Here in the United States, we have three branches of government. All in existence to support and protect our rights with checks and balances to ensure one doesn’t become stronger than the other.
But now some are advocating presidential powers that could diminish or supersede the others. Trump has made it clear if he wins he’d dismantle the U.S. Justice Department.
He’s quoted as saying, “I am your warrior. I am your Justice. And for those who have been wronged and betrayed, I am your retribution.”
We have a Supreme Court not just refusing to abide by the same ethic rules that guide all other courts, but claiming they have a right to remain immune because Congress can’t dictate to them. A concerning response in the face of so many questions surrounding free trips, homes, gifts, and more.
State legislatures are incredibly powerful.
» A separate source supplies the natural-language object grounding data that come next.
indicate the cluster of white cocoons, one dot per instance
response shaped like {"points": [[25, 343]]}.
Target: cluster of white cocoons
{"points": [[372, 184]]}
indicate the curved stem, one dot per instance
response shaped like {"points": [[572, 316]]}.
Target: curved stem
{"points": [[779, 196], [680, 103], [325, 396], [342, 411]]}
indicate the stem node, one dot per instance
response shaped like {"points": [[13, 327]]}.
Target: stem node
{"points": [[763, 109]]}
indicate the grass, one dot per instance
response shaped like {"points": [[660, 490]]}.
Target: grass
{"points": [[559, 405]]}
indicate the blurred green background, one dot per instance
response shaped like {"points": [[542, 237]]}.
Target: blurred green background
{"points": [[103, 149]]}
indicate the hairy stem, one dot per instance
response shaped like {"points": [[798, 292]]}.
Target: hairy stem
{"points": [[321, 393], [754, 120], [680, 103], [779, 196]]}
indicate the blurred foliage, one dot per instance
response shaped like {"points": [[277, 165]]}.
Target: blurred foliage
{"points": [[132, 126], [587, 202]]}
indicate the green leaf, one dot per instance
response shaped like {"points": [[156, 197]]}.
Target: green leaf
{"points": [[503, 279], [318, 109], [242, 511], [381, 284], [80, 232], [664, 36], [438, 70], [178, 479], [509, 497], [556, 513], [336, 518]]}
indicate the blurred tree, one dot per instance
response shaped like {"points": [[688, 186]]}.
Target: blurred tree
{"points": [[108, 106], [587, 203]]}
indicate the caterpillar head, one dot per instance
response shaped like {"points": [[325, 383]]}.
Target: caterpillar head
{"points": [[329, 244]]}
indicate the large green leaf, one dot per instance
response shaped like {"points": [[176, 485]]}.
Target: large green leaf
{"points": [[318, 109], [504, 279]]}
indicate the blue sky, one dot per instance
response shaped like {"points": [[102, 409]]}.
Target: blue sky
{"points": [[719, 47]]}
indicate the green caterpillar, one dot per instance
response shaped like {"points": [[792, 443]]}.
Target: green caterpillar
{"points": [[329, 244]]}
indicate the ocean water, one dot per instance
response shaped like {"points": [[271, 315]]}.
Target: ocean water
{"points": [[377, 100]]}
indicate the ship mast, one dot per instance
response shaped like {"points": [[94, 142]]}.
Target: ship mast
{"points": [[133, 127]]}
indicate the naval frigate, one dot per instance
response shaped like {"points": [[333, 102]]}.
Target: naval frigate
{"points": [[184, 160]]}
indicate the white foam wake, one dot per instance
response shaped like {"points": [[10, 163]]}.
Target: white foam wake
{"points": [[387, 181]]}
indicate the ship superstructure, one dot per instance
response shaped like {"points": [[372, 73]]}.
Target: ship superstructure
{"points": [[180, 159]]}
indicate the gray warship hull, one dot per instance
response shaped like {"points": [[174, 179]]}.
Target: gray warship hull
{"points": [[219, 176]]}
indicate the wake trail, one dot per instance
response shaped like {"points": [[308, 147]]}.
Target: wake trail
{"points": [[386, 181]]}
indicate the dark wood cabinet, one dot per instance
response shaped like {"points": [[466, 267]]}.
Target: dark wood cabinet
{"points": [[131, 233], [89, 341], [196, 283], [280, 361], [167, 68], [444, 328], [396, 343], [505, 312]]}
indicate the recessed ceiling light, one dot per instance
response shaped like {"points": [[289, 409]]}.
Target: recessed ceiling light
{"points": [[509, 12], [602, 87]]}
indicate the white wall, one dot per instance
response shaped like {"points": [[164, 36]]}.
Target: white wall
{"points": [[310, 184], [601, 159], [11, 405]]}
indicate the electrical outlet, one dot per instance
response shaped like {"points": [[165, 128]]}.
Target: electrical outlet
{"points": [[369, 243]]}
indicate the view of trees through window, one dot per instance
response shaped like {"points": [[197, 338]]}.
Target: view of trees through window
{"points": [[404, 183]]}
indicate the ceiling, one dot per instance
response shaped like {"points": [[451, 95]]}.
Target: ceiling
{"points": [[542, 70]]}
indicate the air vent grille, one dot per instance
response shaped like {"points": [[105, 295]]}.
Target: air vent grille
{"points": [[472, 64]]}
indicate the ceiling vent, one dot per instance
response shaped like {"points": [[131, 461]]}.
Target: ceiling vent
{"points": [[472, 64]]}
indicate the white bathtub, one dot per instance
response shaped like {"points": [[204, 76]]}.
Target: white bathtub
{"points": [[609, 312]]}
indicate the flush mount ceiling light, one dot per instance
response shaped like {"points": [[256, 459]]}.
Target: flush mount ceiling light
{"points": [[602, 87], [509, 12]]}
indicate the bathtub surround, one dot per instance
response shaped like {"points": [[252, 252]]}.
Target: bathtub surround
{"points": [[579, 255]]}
We saw that in how close the 2020 election came to being overturned by local officials who certify the results. Wisconsin’s Republican candidate for Governor ran on the premise no Democrat would ever win again. He lost by a frighteningly small margin.
Super majorities in Tennessee kicked out two Black representatives for voicing their opinion on gun control. The white woman who joined them was not removed.
In Ohio, afraid they’d lose a November referendum demanding abortions be enshrined as a constitutional right, legislators scheduled a vote in the middle of August, after outlawing such practices, to sneak through a bill that would require a super majority of 60% to pass. Ohioan’s overwhelming said no when it was rejected Tuesday night.
Hundreds of bills have been passed in dozens of states making it harder to vote. Others have tried to give states the right to invalidate voter choices.
One proposed in Texas would allow presidential electors to set aside election results. Arizona tried and failed to pass such a bill. In Virginia, pending legislature would allow citizens to demand an audit which would then be presented to a jury of “randomly selected residents” to decide election winners.
We are at a tipping point.
Mass protests are erupting around the world to protect democracies.
Just like the Emmett Till sign that survived three desecrations before it was fortified and built stronger to resist attacks, we too are resilient.
Every time democracy and freedom are threatened, we must fight harder to prevent its demise and erect even stronger barriers to prevent its destruction.
Are we really prepared to live with the consequences if we don’t?